The Lions opted to take NIKE up on all of their technological innovations, with advanced fabrics cut to fit snugly, “zoned mesh integration,” an articulated shoulder, and the “flywire” collar that keeps jerseys locked down onto pads.
But in terms of the colors, numbers, stripes, and marks—the things that make the Lions uniform the Lions’ uniform—nothing has changed. Depending on reports, the pants are either “shinier silver” or “duller gray”; clearly lighting and the eye of the beholder come into play there.
There are many out there who were hoping the Lions would eliminate the black piping, revert the numbers to their blockier state, and/or tweak the swoopy wordmark, but nope: the look is identical.
Good.
Some don't understand why I take this so seriously. Branding yourself a “Lions fan” is exactly that: branding. You’re taking the team’s identity and wrapping yourself with it. People have often cynically called sports fandom “cheering for laundry” . . . well, when they change the laundry, that’s a big deal.
When you walk down the street in a Lions jersey, you’re signalling to others that you have invested significant time, money, and emotion in supporting the team.You allow, even invite, others to associate your own personal brand with everything the organization does. Every time the Lions win, we bask in the glory. Every time Ndamukong Suh gets a speeding ticket, friends, family, and total strangers bust our balls and lady balls.
Don the Honolulu Blue when the team is doing well, and it reflects well on you. Sport the gear when the team is doing poorly, and you run the risk of lowering yourself in others’ opinion.

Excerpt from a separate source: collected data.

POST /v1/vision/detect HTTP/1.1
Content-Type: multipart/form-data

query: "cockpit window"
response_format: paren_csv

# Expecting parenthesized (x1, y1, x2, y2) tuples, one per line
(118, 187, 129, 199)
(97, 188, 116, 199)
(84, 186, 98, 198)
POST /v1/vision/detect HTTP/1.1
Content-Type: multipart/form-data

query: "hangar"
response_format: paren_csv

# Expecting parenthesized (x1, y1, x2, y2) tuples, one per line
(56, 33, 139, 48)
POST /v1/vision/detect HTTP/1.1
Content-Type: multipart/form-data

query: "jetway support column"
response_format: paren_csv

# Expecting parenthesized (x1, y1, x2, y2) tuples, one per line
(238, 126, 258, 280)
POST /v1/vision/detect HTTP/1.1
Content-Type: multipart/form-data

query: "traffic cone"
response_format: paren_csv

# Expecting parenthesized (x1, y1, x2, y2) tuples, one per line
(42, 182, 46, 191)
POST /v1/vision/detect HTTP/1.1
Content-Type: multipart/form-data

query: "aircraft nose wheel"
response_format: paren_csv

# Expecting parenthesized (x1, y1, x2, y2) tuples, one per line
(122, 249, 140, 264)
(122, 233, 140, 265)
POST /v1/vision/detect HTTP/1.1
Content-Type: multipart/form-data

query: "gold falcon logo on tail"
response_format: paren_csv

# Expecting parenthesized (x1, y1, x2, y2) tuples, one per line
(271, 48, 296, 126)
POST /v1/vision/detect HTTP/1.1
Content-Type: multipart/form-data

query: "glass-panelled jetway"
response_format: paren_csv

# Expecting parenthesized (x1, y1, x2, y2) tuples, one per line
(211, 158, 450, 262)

This goes a step further. Amongst fellow Lions and NFL fans, jerseys (and other gear) become a matter of taste and fashion. Two years ago, I saw a fellow Lions fan in a supermarket rocking the eye-bleeding silver alternate jersey from the early Millen Era—only instead of the Charles Rogers model in the only picture of that monstrosity I could find, it was an Az-Zahir Hakim:
At a glance, I could tell several things about this person:
- They were, at best, naïve about football in 2004.
- They were unable to visually differentiate between “awful” and “awesome” in 2004.
- They are profoundly clueless about football now.
- They either remain ignorant of the difference between “awful” and “awesome,” or
- Cannot afford a more respectable jersey, and in either case
- They have absolutely no compunction about looking like an idiot in public.
You don't want to be that person. *I* don't want to be that person. I want to be the person who showed up to the 2009 home opener in a brand-new authentic home Matthew Stafford. I also, as I’ve said before, want this look, this Lions uniform, to be instantly identified with this era of Lions success—especially since, as relatively bold of a departure from the past it is, it’s still instantly identifiable as the Detroit Lions’ uniform.
That shouldn't change, and I'm thrilled it didn't.